Toronto Metro rental market rebounded very strongly based on the average rent price, however rent price increase after June is not fully supported by the market balance. Additionally Toronto Metro rental market is facing a number of material risks:
Active rental inventory remains much higher than historical average;
Weak population growth and strong housing completions are leading to weakening of the rental market;
There is an anectodal trend which could partially explain lack of resale listings: people don’t sell houses anymore, they pull equity to purchase a new property and leave the old one as rental. This trend is transferring supply from resale to rental pool tightening the former one and weakening the later;
Termination of the COVID-related government financial support programs may potentially lead to increase in new rental listings;
Rising bond yields caused discounted 5-year mortgage rate to increse a little on Oct 1 and also boosted possibility of further upward move in fixed mortgage rates.
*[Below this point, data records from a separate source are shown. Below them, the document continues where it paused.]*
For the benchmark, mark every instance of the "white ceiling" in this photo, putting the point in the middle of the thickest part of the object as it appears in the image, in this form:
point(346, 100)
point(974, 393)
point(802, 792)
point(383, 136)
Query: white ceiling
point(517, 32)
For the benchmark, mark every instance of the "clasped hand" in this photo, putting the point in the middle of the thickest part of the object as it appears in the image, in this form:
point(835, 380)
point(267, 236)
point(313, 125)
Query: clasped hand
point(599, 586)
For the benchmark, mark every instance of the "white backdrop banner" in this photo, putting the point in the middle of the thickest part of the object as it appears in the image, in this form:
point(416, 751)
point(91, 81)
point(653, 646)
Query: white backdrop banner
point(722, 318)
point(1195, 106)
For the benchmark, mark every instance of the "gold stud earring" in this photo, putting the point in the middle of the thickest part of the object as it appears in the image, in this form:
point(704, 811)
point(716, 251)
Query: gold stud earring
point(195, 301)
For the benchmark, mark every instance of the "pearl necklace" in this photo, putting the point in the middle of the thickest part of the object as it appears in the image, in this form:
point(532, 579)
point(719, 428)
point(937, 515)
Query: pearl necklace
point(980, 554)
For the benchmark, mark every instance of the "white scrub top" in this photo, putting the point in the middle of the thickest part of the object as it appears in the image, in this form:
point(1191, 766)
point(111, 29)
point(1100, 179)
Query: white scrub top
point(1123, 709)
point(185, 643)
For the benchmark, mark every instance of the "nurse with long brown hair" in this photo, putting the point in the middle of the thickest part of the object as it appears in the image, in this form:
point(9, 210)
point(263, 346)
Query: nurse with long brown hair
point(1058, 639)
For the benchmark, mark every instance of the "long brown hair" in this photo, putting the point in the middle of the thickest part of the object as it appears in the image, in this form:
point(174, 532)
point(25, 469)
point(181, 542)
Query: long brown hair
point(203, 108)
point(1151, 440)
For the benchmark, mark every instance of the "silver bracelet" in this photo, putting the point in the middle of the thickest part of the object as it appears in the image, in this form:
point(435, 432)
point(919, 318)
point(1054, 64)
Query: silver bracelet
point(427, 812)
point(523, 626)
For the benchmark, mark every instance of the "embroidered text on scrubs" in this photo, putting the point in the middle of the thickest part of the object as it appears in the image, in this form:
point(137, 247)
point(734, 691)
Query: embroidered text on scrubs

Population growth data doesn’t look strong in 2021 so far(as of Q2 2021), which is understandable. It is possible that the strong population growth rebound which was expected in 2021 will be moved to 2022, however it’s also possible that we won’t reach 2019 population growth peak of 583k for a some time. While it’s not really felt in any metrics except for rental market inventory, housing shortages are being reduced in the GTA for the 2nd year in a row. Unfortunately it’s impossible for me to say how far we are in this process.
Housing Affordability is defined as the share of median household income required to be spent on mortgage payments when buying a typical property. The higher the value - the more unaffordable the market is for homebuyers.
Months of Inventory shows how many months are required to absorb current active inventory at a current level of monthly sales. The lower the value, the stronger the market.
Sales-to-New Listings measures market balance by comparing the number of sales within the last month to the number of new listings during the same period. The higher the value, the stronger the market.